There is another way in which we find we recognise. Luke’s gospel is a story full of eating and drinking.  Many of his key moments happen at the meal table where Jesus eats with tax-gatherers and sinners.  At the last supper he teaches his disciples about true service, and what the giving of his own body and blood will mean.  Does this recall how it was through a first supper that the human race was banished from paradise, when the man and the woman took the forbidden fruit and ‘the eyes of them both were opened, and they knew that they were naked’.  At that primordial meal, two people came to a recognition that led to death.  At the Emmaus meal, two people come to a recognition that leads to life.  ‘Their eyes were opened and they recognised him’ says Luke; as if to say: here, at Easter, with the first supper of the first day of the week, here is a new beginning.  Humanity’s long exile is over.  The way back to paradise is open at last. Eyes are opened; new life is breathed into our cold, rigid, statuesque existence. We recognise the risen Lord, we know who and what we are in the resurrection of Jesus.
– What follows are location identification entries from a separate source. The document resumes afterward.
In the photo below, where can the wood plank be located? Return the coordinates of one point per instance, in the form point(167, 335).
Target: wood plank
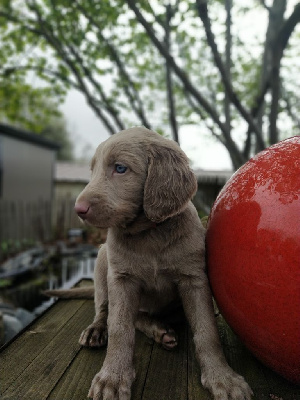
point(38, 379)
point(19, 354)
point(265, 383)
point(167, 372)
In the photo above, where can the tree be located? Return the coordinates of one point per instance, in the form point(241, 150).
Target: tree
point(161, 64)
point(29, 108)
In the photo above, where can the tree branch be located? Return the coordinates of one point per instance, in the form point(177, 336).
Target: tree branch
point(203, 14)
point(186, 82)
point(48, 34)
point(169, 83)
point(134, 97)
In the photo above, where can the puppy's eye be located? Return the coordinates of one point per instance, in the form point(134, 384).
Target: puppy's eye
point(120, 169)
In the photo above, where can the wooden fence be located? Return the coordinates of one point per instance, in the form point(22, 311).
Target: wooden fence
point(37, 220)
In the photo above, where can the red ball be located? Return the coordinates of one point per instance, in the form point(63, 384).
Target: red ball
point(253, 255)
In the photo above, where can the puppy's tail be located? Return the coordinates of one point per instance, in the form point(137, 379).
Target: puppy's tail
point(76, 293)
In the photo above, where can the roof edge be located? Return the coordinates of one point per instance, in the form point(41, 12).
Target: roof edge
point(27, 136)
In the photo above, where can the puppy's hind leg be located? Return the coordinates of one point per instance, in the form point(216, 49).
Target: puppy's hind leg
point(157, 330)
point(95, 335)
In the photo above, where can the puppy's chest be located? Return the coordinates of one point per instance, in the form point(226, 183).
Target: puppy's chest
point(154, 270)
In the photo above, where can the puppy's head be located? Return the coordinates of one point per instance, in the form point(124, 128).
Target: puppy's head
point(133, 171)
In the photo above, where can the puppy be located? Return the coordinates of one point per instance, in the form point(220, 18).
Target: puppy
point(140, 189)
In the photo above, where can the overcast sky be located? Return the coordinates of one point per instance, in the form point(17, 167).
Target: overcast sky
point(87, 132)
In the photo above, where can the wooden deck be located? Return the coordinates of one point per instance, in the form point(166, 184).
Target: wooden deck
point(45, 361)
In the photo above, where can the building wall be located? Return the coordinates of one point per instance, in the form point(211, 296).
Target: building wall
point(27, 170)
point(68, 189)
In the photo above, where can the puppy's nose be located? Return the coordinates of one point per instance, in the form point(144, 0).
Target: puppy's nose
point(82, 208)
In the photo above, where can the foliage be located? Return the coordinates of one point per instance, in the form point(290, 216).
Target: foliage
point(164, 65)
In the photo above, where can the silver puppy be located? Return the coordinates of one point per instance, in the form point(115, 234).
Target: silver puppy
point(140, 189)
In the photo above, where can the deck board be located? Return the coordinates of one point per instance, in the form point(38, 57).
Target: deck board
point(46, 362)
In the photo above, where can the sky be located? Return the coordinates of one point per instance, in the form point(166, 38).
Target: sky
point(88, 132)
point(205, 153)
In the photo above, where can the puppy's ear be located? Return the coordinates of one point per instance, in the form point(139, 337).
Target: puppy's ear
point(170, 183)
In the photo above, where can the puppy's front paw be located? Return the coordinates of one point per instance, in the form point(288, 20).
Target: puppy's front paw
point(225, 384)
point(110, 384)
point(94, 336)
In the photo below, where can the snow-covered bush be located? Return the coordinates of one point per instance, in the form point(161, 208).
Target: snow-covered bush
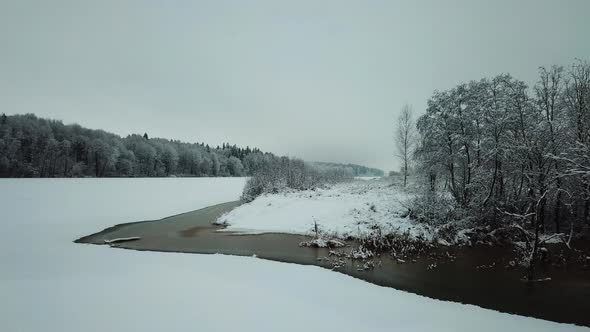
point(432, 208)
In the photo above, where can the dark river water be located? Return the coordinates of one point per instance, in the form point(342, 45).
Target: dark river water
point(565, 298)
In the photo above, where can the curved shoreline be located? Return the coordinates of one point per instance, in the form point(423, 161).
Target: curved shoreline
point(494, 288)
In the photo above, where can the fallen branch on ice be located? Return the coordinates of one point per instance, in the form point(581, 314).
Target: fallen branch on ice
point(122, 239)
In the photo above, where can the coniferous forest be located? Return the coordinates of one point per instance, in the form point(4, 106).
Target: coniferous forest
point(35, 147)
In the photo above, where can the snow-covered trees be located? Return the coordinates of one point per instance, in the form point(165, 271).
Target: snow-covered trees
point(35, 147)
point(404, 139)
point(502, 149)
point(276, 174)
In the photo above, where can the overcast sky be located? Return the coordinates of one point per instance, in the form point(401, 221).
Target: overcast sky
point(320, 80)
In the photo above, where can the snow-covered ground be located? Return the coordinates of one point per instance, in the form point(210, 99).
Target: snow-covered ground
point(48, 283)
point(348, 209)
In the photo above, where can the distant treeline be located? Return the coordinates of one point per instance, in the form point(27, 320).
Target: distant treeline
point(356, 170)
point(35, 147)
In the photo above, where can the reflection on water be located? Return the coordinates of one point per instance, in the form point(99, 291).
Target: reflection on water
point(564, 299)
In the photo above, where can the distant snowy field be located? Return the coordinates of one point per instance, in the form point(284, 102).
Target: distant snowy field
point(346, 209)
point(48, 283)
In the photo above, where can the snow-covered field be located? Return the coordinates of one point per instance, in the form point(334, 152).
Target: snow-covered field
point(48, 283)
point(348, 209)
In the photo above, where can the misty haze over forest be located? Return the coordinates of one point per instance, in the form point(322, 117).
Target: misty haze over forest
point(325, 80)
point(227, 165)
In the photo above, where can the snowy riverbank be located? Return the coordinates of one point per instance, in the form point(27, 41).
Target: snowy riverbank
point(355, 209)
point(49, 283)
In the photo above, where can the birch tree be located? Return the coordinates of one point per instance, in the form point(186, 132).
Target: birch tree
point(405, 139)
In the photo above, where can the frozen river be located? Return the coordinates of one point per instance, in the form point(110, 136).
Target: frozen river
point(49, 283)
In these days of Easter we celebrate with joyful hearts the memory of God’s wonderful works.  Luke says that the risen Christ walks with us, reveals to us the mystery of his being, crosses the threshold of our lives so that we recognise the one who wants to make his home with us.  What more do we need to know?  Like the disciples on that far-off day, we too are joined by the stranger who walks this earth and speaks to us of peace and hope.  ‘We greet him the days we meet him, and bless when we understand’, said Gerard Manley Hopkins, when the half-light of our existence is transformed into the full light of God’s new day, and our eyes are opened, and our hearts burn within us. Like Leontes, we know that it is required that we ‘awake our faith’, but that is precisely God’s Easter gift to us: that we recognise him, and know him, and love him, and find ourselves surprised by joy that our lives are given back to us, and winter’s tale has been transformed into spring.